I also found it interesting enough that I went to the ChatGPT website, created an account, and asked the program to write a poem about a dead man carrying his own corpse. I asked for three poems. All of them were awful. Really, truly bad poems. I know that a lot of people are being wowed by AI-produced graphics (which rightfully worries a lot of graphic designers and illustrators), but I think that poets are safe, for now anyway. I also asked the program to write a couple of short stories, which were equally bad for a variety of reasons, and I come away from the experience with some disappointment. Not that I want computer programs to be able to do creative writing, but I think I'd been led to believe that they already could do it, when in fact they cannot. Which is a good thing, despite my adolescent excitement about science-fictional futures. When a computer can actually surprise itself, we'll be in some trouble, lads.

Sunday, January 29, 2023

Reading, January 2023

In Einem Andern Land by Ernest Hemingway: Ein alter Favorit, dieses Mal auf Deutsch gelesen, als ich ein Kopie in dieser Sprache fand. Ich habe vergessen, wo ich es gefunden habe. Das ist aber nicht wichtig.

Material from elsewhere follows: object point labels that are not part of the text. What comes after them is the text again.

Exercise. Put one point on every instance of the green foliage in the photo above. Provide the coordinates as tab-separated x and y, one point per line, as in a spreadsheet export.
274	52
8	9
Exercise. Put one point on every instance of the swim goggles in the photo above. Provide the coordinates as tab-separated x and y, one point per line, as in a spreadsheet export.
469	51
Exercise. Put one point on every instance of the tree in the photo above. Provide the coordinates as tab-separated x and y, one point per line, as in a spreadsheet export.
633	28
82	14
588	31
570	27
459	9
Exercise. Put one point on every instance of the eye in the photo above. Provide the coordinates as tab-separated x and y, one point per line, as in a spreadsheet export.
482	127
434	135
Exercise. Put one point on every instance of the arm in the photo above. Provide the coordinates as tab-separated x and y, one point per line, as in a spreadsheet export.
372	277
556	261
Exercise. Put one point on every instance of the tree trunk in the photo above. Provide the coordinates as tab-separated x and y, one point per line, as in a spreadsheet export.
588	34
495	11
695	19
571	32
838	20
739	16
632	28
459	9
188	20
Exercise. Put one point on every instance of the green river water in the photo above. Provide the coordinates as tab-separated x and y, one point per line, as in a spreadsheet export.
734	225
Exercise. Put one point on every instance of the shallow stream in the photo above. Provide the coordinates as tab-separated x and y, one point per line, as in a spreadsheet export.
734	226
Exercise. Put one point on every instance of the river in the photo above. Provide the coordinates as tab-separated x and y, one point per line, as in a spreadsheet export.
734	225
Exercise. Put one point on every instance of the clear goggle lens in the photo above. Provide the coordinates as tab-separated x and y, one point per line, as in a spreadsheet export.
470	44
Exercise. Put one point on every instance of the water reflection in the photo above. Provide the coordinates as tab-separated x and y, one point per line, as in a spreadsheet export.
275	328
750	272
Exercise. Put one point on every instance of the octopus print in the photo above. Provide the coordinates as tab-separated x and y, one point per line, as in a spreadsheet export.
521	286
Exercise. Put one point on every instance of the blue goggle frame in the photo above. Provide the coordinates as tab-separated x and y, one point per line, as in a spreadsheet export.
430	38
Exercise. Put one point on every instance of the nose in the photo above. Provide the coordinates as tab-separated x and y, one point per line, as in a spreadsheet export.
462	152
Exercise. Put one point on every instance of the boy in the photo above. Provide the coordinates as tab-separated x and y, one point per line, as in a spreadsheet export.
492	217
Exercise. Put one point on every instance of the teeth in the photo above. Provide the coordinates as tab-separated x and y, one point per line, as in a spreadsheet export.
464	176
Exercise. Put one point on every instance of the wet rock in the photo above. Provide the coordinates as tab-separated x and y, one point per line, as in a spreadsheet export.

Narrative Innovation and Incoherence by Michael Boardman: Mostly comprehensible, although I have not yet read all of the works Boardman discusses. The claim is that when some writers discover they cannot express their worldview within forms they've previously used to shape fictions, they invent new forms that, because not under full control of the writer, contain areas of incoherence that reveal themes and ideas not necessarily visible to the writer. Innovation as Freudian slip. The anxiety of anxiety.

Woodcutters by Thomas Bernhard: A beautiful final page, but a job of work getting there. Less interesting and effective overall than other Bernhard novels I've read, and oddly repetitive in a way that didn't work. An odd cross between Grass, Nabokov, and Beckett, with dashes of Stein. Perhaps the central argument of the book was too thin to support all the ornamentation.
 
Flowers of Mold by Ha Seong-Nan: Some readers, I think, are most excited by strange premises and unlikely events. I am, alas, not so much one of those readers. The observations about gender bias and materialism are very good. I got tired of protagonists being called "the man." Some of the narrative gambits were highly effective, though not necessarily for the full length of the story.

Baroque Music: A Practical Guide for the Performer by Victor Rangel-Ribeiro: Answers such vital questions as, "In the music of J. S. Bach, do dotted figures played against triplets in duple time have the ratio of 3:1 or 2:1?" Chatty, opinionated, and informative, covering a wide range of works and instruments. (The answer is 3:1, by the way, or even 3.5:.5 if you double-dot the figures to give a nice rhythmic snap.)

A Change of Time by Ida Jessen: From those plucky folks at Archipelago. A middle-aged woman is set adrift when her husband (a doctor in rural Denmark) dies of cancer. He had not warned Lilly (his wife) that he was ill, and without her knowledge had already made arrangements for his funeral, the disposition of his property, and his replacement to the post. Grim and unsentimental until it comes in for a gentle landing. A contemporary novel, but quite Isak Dinesen in style and tone.

Foster by Claire Keegan: A short story set in County Wexford in 1985. Now apparently part of the curriculum of Irish schools. Somehow the young narrator reminds me of Scout in To Kill a Mockingbird. Richly detailed, very fine writing ("The presence of a black and white cat moves on the window ledge."), but it all feels like the first act of something abandoned before the story really gets moving. Which is how I feel about most of Raymond Carver's work, so what do I know. Carver is famous and influential and I am not.

Also, today is the 163rd birthday of Saint Anton Pavlovich Chekhov, the greatest short-story writer in history, and the father of modern theater. Drink a glass of vodka, perform a selfless act, and then go read something, why don't you? 

"Tell my friends that they are living badly, and must stop it."